Sadly we had arrived at the end of our week in Scotland, apart from our return solar day.

The mild (ha ha!) weather of the previous twenty-four hours was replaced by the more than usual heavy clouds and threatening rain.

We decided on a long walk at low level across the shoulders of Canvas Liath and onwards to the shores of Loch na Sealga, about a 17km round trip. Although the rain held off, clouds were notwithstanding depression and views of the hills not existent.

 Even so, the walk was pleasant, a mixture of rocky track and boggy grass. Nosotros did accept a wee debate nigh the distance covered and the position we had arrived at. Ken informed me that I shouldn't question the veracity of his GPS when solely basing my location estimates on instinct. Withal we didn't come to blows nigh information technology and the whole week was every bit usual marked by our non-combatative companionship.

Descending to the Bothy
Ken heads down to the isolated bothy of Shenavall

Around halfway on the outward leg, we met a young chap walking solo and discovered that he was doing the Greatcoat Wrath Trail, a trek of almost 200 miles from Fort William to Greatcoat Wrath on the top of the Scottish mainland.

After chatting for a few minutes we wished him well on his 3 week odyssy and continued on our fashion.

We left the moor via a rocky gully that lead down to a plain bordering the Loch and here the trail seemed to peter out.

Bothy entrance
The bothy is very remotely located simply convenient for those crossing the moors on the long distance Cape wrath trail.


We spotted a cottage beneath and descended to it. This proved to be the bothy of Shenavall  so nosotros decided to finish in that location and after a brief look inside moved outside to the shelter of the bothy wall, made a brew and ate the sandwiches nosotros had prepared at breakfast.

Red Deer 2
These deer seemed unafraid so may not have experienced the shooting season.


A few Ruddy Deer were grazing near the bothy but they seemed unperturbed by our presence.

Luckily the pelting held off and we returned to Dundonnell even so dry.

Almost at the road we met a heavily loaded Scottish guy who proceeded to explain that he was looking for his mates who were hoping to apply the bothy. Although his brogue was inexplicable to Ken I managed to fathom out that he was bringing a tent in case the bothy was full. I told him that we had only seen a 3 or 4 people so he should be sleeping in doors tonight. We arrived dorsum at the car park at v:00pm and drove back to the Hostel to melt our dinner.

Mean solar day seven - May 19th - Going home

After a nourishing breakfast, we packed the auto and said cheerio to Dave, telling him that we had really enjoyed his and Lynda's hospitality.

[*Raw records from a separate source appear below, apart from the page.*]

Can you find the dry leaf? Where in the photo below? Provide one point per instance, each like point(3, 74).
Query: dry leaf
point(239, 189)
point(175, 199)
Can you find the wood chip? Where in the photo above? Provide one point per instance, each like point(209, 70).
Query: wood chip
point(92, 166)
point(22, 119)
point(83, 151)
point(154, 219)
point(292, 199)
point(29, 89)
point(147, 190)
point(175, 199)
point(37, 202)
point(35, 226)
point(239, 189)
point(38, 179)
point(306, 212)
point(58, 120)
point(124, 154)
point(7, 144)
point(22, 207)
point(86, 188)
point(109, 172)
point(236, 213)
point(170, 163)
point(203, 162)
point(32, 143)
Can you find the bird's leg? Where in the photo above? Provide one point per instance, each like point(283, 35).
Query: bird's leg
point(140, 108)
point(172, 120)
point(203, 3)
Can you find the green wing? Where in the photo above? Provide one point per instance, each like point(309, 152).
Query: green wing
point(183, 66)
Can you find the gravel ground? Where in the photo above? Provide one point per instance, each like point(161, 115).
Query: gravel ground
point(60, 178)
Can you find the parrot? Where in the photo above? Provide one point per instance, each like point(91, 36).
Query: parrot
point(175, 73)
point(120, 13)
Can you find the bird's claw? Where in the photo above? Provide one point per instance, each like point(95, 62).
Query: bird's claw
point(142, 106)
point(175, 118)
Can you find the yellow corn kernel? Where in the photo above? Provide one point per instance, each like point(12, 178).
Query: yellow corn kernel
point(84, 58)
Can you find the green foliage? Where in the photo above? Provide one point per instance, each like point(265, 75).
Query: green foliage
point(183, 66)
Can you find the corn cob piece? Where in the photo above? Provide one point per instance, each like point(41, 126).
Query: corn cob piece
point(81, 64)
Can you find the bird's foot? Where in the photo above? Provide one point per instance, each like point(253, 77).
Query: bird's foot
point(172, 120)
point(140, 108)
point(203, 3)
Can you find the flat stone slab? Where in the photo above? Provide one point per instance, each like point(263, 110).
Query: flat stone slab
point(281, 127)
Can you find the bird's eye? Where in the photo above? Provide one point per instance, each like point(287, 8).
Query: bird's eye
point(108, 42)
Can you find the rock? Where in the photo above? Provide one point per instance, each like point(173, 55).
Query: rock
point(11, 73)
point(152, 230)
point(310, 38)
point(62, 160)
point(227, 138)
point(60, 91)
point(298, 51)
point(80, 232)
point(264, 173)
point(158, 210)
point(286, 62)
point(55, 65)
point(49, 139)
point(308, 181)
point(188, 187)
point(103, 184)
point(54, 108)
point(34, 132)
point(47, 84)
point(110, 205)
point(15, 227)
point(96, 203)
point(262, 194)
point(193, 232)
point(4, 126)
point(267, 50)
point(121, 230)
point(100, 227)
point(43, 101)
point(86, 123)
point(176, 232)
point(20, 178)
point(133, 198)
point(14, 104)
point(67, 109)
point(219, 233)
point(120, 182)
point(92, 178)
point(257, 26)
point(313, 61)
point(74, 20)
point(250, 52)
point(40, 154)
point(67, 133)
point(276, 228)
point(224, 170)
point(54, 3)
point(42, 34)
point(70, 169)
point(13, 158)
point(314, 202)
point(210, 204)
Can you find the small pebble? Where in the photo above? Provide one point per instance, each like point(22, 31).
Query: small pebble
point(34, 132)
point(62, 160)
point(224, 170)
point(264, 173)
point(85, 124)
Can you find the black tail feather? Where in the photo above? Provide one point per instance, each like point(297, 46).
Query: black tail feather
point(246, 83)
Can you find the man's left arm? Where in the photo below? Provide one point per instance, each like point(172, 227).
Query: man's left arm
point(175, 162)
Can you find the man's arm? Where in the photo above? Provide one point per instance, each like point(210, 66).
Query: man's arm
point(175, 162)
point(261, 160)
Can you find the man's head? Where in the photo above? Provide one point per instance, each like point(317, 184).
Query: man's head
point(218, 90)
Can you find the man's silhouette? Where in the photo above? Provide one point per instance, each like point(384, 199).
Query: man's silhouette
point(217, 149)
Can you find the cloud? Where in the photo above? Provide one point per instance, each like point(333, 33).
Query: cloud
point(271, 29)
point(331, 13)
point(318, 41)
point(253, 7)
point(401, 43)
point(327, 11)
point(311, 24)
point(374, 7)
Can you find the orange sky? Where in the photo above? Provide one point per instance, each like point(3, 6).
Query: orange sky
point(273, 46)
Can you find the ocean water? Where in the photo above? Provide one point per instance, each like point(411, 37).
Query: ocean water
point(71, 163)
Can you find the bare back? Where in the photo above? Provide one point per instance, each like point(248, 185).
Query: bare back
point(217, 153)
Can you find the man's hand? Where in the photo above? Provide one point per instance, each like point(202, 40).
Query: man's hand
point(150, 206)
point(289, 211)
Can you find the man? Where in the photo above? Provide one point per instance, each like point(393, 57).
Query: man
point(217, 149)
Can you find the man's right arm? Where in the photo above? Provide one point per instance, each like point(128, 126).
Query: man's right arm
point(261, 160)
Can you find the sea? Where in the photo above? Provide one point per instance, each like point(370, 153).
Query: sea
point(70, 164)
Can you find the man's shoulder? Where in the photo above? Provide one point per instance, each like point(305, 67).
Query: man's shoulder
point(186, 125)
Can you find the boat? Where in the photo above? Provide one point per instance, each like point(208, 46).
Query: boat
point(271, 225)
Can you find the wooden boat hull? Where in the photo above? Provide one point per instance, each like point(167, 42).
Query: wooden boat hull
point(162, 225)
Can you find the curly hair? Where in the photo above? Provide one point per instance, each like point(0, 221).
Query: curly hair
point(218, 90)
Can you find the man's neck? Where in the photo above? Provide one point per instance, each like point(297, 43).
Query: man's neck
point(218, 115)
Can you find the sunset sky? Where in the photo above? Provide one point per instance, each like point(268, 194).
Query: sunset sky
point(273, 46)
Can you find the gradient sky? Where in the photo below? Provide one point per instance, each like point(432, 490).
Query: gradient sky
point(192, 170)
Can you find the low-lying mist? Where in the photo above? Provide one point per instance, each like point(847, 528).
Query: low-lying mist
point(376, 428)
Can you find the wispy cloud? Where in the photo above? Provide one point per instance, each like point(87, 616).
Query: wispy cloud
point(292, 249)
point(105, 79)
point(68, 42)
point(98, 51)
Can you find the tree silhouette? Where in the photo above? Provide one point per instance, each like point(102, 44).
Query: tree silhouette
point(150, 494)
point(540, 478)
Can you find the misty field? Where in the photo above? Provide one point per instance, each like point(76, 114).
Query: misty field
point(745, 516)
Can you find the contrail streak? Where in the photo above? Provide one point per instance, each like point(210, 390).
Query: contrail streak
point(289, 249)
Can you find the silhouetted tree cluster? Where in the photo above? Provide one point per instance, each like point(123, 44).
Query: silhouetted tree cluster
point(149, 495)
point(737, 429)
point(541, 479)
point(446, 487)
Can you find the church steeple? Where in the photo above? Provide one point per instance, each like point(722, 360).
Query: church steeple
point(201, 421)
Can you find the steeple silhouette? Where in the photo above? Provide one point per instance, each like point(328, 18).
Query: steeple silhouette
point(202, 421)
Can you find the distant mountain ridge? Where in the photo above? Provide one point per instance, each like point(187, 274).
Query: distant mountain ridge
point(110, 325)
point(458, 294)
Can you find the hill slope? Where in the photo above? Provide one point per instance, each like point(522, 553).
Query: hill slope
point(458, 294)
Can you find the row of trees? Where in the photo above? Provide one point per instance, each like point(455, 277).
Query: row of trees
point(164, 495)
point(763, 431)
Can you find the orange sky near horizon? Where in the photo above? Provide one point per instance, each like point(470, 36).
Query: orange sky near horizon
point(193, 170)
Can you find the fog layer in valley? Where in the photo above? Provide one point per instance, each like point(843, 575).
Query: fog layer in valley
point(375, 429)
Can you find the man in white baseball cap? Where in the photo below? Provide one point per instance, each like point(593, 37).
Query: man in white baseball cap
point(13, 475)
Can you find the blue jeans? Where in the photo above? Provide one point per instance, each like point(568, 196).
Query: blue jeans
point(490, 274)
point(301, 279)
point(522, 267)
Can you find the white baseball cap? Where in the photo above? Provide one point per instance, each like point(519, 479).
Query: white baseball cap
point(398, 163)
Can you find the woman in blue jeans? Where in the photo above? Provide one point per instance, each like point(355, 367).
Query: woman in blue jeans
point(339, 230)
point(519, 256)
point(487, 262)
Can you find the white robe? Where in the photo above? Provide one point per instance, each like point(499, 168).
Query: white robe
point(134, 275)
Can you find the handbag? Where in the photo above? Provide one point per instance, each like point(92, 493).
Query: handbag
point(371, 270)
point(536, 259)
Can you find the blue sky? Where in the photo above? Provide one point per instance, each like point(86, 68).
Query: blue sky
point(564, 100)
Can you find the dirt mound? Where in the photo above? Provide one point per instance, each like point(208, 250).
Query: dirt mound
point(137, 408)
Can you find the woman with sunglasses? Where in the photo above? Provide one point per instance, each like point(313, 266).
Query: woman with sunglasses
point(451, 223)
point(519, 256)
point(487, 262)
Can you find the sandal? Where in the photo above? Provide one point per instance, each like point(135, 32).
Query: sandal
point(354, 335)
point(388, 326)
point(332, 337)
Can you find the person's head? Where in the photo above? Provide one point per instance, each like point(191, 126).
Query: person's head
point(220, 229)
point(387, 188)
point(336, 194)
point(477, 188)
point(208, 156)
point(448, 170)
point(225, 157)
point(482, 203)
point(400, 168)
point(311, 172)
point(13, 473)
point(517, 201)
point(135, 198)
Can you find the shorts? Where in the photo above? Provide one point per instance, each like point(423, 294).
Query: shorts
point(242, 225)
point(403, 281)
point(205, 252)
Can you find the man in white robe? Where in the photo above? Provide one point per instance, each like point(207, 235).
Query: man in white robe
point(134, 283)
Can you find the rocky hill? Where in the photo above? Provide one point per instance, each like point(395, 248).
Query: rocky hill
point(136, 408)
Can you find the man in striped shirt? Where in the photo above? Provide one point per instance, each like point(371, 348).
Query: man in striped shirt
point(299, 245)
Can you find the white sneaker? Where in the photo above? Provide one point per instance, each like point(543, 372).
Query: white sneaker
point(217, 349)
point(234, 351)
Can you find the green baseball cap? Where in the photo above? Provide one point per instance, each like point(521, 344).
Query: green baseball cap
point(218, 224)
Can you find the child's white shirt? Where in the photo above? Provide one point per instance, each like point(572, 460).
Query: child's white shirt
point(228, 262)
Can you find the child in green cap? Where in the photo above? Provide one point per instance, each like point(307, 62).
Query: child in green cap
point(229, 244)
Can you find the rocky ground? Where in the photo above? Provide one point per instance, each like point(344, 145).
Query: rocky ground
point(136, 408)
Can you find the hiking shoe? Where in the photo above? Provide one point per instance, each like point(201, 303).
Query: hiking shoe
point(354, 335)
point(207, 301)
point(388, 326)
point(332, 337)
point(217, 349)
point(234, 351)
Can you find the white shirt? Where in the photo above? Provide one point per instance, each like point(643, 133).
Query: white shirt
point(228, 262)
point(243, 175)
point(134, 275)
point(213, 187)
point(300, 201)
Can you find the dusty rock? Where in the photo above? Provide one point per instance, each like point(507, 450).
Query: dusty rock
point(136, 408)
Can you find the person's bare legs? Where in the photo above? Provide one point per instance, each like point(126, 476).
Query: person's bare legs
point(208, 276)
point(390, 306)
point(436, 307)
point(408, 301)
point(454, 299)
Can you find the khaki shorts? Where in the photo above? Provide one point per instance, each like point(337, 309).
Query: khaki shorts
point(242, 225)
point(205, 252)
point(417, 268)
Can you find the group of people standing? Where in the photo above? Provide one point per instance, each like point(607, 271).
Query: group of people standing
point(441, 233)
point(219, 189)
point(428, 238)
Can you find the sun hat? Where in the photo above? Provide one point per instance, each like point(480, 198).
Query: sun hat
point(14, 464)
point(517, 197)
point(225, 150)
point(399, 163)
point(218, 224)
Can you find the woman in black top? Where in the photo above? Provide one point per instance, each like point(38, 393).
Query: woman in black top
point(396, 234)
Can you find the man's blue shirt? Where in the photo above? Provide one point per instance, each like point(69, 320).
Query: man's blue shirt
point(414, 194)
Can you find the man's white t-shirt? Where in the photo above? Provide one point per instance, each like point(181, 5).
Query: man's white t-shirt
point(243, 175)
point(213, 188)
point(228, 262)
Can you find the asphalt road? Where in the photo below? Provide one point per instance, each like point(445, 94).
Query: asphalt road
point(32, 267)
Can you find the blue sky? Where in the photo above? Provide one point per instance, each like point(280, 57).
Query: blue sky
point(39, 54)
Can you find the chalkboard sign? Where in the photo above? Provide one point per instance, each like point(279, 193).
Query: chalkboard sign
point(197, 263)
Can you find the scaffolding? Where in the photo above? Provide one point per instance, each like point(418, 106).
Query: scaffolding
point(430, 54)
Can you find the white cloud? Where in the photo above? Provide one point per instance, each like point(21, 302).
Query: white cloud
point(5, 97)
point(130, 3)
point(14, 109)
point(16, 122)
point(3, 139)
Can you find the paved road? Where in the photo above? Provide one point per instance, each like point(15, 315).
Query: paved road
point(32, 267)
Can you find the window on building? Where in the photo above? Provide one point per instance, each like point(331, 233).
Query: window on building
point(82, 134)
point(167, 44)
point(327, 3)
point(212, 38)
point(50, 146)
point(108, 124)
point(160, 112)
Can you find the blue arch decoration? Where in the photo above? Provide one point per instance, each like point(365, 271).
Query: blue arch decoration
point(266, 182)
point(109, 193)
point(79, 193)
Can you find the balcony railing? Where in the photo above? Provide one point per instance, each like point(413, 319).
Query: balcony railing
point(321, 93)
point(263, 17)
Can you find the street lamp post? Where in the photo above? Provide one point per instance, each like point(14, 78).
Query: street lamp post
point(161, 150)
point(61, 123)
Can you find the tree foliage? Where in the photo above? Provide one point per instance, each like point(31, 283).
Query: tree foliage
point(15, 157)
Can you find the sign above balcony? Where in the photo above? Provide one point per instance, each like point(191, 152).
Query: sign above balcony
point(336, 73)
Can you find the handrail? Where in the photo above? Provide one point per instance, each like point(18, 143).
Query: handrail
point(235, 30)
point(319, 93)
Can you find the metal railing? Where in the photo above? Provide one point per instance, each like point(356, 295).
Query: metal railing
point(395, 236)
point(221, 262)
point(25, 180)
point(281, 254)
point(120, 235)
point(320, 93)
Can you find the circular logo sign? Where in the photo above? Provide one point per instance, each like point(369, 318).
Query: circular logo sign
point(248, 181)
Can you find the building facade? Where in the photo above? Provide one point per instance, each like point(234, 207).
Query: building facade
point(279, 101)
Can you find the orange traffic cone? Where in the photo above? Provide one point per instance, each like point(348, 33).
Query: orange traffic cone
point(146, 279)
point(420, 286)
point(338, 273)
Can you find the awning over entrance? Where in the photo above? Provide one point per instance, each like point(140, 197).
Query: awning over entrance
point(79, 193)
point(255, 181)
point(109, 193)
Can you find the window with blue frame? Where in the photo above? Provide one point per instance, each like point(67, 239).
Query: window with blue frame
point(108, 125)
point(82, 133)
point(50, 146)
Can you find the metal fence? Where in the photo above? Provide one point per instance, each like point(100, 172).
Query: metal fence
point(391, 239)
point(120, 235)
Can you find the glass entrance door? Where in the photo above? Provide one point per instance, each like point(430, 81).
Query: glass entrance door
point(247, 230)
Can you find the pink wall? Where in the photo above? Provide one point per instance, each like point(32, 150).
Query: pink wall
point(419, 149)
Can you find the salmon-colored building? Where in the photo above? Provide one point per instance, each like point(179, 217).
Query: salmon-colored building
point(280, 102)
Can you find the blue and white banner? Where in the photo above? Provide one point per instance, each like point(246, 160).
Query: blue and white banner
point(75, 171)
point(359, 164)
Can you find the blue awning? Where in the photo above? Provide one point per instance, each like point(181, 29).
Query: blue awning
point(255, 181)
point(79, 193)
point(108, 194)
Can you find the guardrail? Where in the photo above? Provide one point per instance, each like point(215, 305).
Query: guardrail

The day was dreary but we had a pleasant drive back to Inverness where nosotros topped up on petrol. Heading around the Cairngorm and passing Aviemore we stopped once again at Pitlochry for java and scones before continuing on to the motorway junctions outside Glasgow. Hither we passed a particularly splendid piece of public fine art  at the side of the thruway.

We had no more adventures and crossed the Lake District without incident, finally arriving back in Liverpool at 6:00 pm. Ken'due south wife Jen had prepared a slap-up dinner for us and they had kindly agreed to put me up overnight.

The adjacent day I left early at 5:50 am, heading back down south and arrived home at xi:30 am. Checking my mileage on the car saw that I had covered 1630 miles on the trip. As usual it was a great calendar week if unfortunaltely far likewise short.